Mari kita renungkan sudah sejauhmana kita mempertanggung-jawabkan tugas perutusan sampai titik ini. Apakah tugas kita sebagai ibu rumah tangga, sebagai mahasiswa, sebagai karyawan sudah dilakukan dengan sebaik mungkin? siapkah kita menerima tugas yang baru dan sekaligus menyerahkan tugas kepada ‘kader’ berikutnya? Lalu kapan? Siapkah kita diperlengkapi dengan berbagai kemampuan dengan melalui berbagai tantangan ? Utusan yang dikirim tentunya utusan terbaik, ambassador, yang terbaik dari yang ada yang berani ‘bertempur’ di garis depan. Yang sigap dalam mengambil keputusan sejalan dengan yang mengutusnya – ini hanya bisa dilakukan bila kita tahu persis apa yang diinginkan Sang Pengutus. Mari kita belajar dari Yesus, tidak terikat dengan gebyarnya pelayanan, nikmatnya dielukan orang-orang, dicari untuk berkotbah dan melayani kiri kanan, tapi Ia selalu memiliki waktu menjaga relasi dengan Allah Bapa. Ia siap pergi ketempat-tempat lain yang lebih sulit, lebih berat , siap meninggalkan PW Posisi Wuenak. Kabar Baik harus diberitakan ditempat-tempat yang ‘tidak baik’…. siap kah kita diutus ketempat yang lebih gelap, lebih berat, lebih ganas ?

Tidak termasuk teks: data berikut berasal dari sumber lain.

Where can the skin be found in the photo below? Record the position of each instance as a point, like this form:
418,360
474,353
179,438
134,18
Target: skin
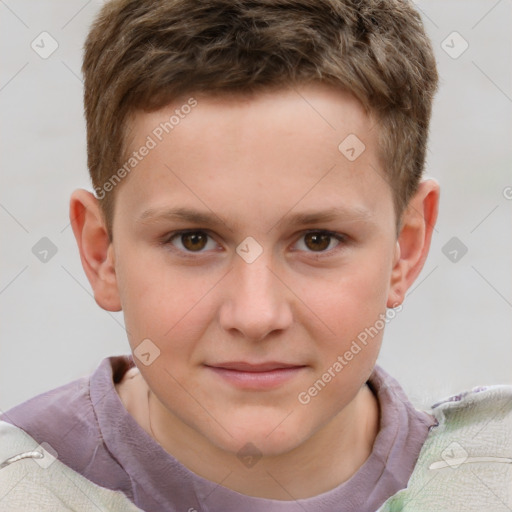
254,163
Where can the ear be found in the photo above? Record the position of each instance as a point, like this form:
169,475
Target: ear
413,244
96,249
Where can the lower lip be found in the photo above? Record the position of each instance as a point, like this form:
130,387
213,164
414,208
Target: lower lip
257,380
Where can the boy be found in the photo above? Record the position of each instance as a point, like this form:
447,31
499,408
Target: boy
259,215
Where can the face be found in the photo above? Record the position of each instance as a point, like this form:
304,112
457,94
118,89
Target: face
253,252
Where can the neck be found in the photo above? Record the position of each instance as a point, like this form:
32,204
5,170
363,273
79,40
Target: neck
333,454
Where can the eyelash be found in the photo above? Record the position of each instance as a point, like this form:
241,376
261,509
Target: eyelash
341,238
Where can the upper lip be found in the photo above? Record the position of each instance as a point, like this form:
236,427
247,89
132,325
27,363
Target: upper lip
254,367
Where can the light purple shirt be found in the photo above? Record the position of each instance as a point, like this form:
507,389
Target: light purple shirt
87,424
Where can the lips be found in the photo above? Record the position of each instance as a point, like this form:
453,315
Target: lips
243,366
262,376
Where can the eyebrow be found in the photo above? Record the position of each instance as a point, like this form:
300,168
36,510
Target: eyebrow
210,219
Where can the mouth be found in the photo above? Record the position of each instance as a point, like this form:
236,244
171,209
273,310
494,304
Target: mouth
256,376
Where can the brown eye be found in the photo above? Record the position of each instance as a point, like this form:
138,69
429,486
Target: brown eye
194,241
317,241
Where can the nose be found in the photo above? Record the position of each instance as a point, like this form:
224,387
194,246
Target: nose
257,302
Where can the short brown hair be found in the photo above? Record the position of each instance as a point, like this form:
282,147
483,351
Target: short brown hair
143,54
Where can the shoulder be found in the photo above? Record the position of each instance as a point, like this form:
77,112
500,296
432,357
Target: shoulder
466,460
66,417
33,478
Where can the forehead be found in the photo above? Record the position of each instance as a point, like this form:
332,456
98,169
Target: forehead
276,148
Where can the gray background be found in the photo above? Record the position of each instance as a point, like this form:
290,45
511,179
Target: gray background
455,328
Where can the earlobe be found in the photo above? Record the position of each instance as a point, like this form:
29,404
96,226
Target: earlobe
96,250
418,223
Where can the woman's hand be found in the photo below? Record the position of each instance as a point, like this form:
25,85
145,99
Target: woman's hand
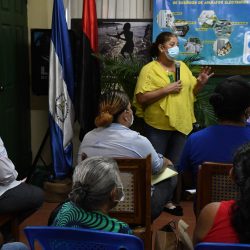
174,88
202,79
204,75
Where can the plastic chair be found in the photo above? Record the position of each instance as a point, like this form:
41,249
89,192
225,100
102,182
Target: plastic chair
219,246
53,238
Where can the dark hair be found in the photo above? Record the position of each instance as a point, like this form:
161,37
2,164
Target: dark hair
111,105
160,39
126,26
231,98
240,211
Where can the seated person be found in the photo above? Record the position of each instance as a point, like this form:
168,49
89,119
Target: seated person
97,188
14,246
16,196
229,221
113,138
217,143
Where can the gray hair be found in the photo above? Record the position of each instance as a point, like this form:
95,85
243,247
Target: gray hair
93,181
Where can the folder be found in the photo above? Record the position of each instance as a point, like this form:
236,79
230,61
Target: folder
167,173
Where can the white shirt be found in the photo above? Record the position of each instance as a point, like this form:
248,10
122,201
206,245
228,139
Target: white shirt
8,173
117,140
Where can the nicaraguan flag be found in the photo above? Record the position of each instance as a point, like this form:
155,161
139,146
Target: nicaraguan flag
61,88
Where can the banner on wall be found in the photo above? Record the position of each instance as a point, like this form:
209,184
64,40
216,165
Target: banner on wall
217,30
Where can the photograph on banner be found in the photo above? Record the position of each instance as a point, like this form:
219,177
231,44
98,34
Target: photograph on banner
217,31
120,37
125,37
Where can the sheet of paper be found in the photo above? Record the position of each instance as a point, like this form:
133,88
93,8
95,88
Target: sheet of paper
167,173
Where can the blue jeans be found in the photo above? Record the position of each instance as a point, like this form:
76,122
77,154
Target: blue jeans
170,144
166,142
14,246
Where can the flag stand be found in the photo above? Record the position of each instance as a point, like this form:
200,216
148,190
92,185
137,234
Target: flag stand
38,156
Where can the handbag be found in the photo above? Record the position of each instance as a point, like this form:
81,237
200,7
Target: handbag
173,236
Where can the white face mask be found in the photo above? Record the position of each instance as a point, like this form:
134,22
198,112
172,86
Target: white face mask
120,194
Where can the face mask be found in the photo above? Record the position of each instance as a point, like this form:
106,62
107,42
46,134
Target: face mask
173,52
120,194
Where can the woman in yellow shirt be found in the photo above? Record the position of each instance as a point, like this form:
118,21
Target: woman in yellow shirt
165,103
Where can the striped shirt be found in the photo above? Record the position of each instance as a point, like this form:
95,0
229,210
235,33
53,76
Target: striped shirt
70,215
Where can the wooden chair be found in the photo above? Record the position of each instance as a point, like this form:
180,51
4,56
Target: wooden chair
214,184
135,210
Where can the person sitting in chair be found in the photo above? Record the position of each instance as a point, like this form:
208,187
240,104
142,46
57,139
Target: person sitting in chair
97,188
114,138
217,143
229,221
16,196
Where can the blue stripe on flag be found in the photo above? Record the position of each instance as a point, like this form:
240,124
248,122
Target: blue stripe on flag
61,92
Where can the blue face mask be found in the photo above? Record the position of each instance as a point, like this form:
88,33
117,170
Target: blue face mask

===============================================================================================
Bacaan Injil Luk 4:38-44
“Kemudian Ia meninggalkan rumah ibadat itu dan pergi ke rumah Simon. Adapun ibu mertua Simon demam keras dan mereka meminta kepada Yesus supaya menolong dia. Maka Ia berdiri di sisi perempuan itu, lalu menghardik demam itu, dan penyakit itu pun meninggalkan dia. Perempuan itu segera bangun dan melayani mereka. Ketika matahari terbenam, semua orang membawa kepada-Nya orang-orang sakitnya, yang menderita bermacam-macam penyakit. Ia pun meletakkan tangan-Nya atas mereka masing-masing dan menyembuhkan mereka. Dari banyak orang keluar juga setan-setan sambil berteriak: “Engkau adalah Anak Allah.” Lalu Ia dengan keras melarang mereka dan tidak memperbolehkan mereka berbicara, karena mereka tahu bahwa Ia adalah Mesias. Ketika hari siang, Yesus berangkat dan pergi ke suatu tempat yang sunyi. Tetapi orang banyak mencari Dia, lalu menemukan-Nya dan berusaha menahan Dia supaya jangan meninggalkan mereka. Tetapi Ia berkata kepada mereka: “Juga di kota-kota lain Aku harus memberitakan Injil Kerajaan Allah sebab untuk itulah Aku diutus.” Dan Ia memberitakan Injil dalam rumah-rumah ibadat di Yudea.”